Student Seminar – Spring 2023

Schedule for Spring 2023

Attention: The Student Seminar will be in hybrid mode this semester. Most talks and events will be held in person, and people can also join via zoom. In-person participation is only available to Columbia affiliates with building access.

Seminars are on Wednesdays 
Time: 12:00 – 1:00pm

Location: Room 903, 1255 Amsterdam Avenue

Zoom Link: columbiauniversity.zoom.us/j/99159893951?pwd=VlNIUXFIR3ZDMzJuakZUWW0zM2pOdz09
Meeting ID: 991 5989 3951
Passcode: 284676

Contacts: Jaesung Son, Luhuan Wu

Information for speakers: For information about schedule, direction, equipment, reimbursement and hotel, please click here.

 
1/25/23

Prof. David Banks (Duke) 

Title:  Snakes and Ladders:  Strategies for Professional Success

Abstract:  Everyone wants to climb the ladder, but we all encounter obstacles.  The tutorial provides a number of tips for presenting yourself and your work in ways that favor your interests.  It also describes some useful habits and strategies to grow one’s career. Not all comments are applicable to all people, but as Eisenhower said, “It isn’t the plan—it’s the planning.”

 

2/1/23

Two Sigma <> Columbia PhD Recruiting event: “Papers We Love + Q&A Session”.
Details:
The goal of the event is to share our quant researchers’ favorite papers and interests. We will provide an overview of the research papers/topics and further discuss the details and share potential applications together. I’ll share the article a week prior to the event so that folks can read it and be ready to discuss. Afterwards, we can have Q&A.
2/8/23
Dr. Brian Trippe (Columbia)
 

Title: Probabilistic protein design with diffusion generative models

Abstract: Computational design of novel proteins with structures not found in nature has applications across biomedicine and material design. Probabilistic machine learning methods that leverage datasets of naturally occurring protein structures have shown considerable promise in this endeavor. In the first part of the talk I will describe some of the statistical and computational challenges in this application area, and how a class of generative machine learning methods, known as diffusion probabilistic models, provide a useful platform for addressing these challenges. In the second part of the talk, I will describe recent results that enable combining protein structure prediction neural networks with diffusion models to designing new proteins with desired functional characteristics.

2/15/23
Prof. Yuqi Gu (Columbia)
 

Title: Sharing Academic Journey and Research Experience: Exploring the Unknown and Uncovering the Unobserved

Abstract: In this experience-sharing-format talk suggested by the student seminar organizers, I will spend the first half talking about my own academic journey and personal take about finding career goals, developing research interests, building up research skills, etc. I will touch upon my reason for choosing academia – the joy of thinking freely and deeply to explore the unknown. I will provide a few personal suggestions for graduate students interested in pursuing academic careers.

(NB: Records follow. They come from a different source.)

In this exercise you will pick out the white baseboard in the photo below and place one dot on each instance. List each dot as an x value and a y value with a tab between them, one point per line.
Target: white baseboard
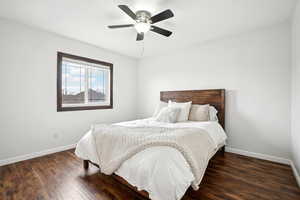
258	155
296	174
36	154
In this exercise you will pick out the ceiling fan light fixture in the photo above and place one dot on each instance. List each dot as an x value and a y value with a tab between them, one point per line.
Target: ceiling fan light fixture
142	27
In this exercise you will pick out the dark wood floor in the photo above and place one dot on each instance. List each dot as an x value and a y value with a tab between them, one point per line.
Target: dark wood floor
60	176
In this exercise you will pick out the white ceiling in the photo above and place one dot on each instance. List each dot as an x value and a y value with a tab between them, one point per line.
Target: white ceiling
195	21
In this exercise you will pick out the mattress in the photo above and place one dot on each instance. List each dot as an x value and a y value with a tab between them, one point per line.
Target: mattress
161	171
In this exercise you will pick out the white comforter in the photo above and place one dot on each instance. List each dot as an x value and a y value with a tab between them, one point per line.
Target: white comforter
161	171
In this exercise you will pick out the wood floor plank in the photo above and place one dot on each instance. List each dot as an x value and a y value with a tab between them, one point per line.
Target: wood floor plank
60	176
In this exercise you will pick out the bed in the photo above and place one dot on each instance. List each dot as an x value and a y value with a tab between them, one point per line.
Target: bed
161	172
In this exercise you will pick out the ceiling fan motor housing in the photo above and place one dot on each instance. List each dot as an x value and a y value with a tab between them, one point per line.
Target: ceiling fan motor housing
143	16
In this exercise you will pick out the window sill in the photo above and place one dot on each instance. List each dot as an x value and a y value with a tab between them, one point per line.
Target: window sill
78	108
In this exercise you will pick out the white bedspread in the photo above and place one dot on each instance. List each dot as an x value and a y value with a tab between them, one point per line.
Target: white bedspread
161	171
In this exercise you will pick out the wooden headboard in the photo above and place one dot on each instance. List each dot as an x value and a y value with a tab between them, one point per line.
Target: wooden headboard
215	98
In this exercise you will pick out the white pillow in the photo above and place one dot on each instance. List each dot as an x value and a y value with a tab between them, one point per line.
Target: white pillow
213	114
160	105
184	110
168	115
199	113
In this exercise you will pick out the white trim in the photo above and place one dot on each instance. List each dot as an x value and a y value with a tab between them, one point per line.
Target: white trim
36	154
258	155
296	174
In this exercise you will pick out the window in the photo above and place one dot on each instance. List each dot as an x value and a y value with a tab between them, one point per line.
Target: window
83	83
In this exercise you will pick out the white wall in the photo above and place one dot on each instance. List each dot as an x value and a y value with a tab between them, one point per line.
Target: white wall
28	118
254	68
296	89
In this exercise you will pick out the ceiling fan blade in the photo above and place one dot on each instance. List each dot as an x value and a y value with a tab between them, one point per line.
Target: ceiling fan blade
161	31
162	16
140	36
127	10
121	26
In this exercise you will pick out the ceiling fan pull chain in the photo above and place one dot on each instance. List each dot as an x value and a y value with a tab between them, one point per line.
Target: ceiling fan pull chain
143	48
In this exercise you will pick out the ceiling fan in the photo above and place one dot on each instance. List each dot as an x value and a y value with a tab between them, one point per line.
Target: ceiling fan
144	21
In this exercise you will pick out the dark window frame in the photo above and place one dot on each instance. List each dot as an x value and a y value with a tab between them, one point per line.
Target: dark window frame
60	108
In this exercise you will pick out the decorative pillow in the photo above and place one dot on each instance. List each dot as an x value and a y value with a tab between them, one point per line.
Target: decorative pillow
184	110
159	107
199	113
213	114
168	115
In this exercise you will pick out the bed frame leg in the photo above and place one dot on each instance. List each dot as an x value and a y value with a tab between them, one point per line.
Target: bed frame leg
85	164
223	150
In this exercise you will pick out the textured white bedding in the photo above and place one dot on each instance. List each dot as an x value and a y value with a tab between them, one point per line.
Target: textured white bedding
161	171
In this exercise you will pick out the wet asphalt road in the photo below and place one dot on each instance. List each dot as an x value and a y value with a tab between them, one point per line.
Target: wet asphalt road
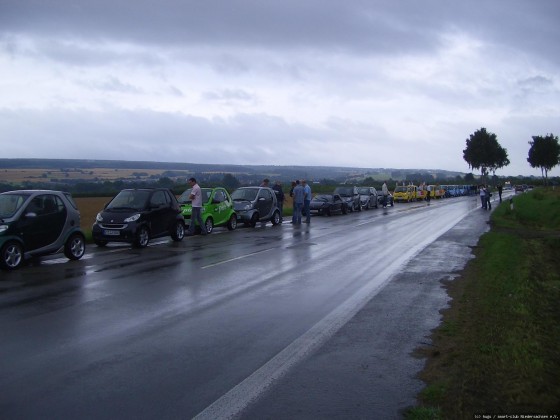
302	322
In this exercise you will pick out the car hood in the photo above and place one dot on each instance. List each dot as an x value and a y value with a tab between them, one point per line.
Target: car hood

In the second half, I will talk about my research experience and interests in uncovering the unobserved – with the keyword of “latent structures”. I will briefly sketch three project directions I am currently working on. The first is using latent variable modeling in deep generative modeling and representation learning. Here I have been working to understand the identifiability and other properties of deep nonlinear models, and I am interested in developing more interpretable new models and even discovering potential causal explanations. The second direction is high-dimensional statistics when latent structure exists. Both the high dimensionality and unobserved latent structures challenge the traditional statistical methods, and I am interested in developing high-dimensional estimation and inference approaches with theoretical guarantees; one concrete example I am working on is the spectral methods. The third direction is the methodology and applications in psychometrics. Here I have been working to develop principled statistical methods and theory to model educational and psychological data with latent traits.

2/22/23

Prof. Tian Zheng (Columbia)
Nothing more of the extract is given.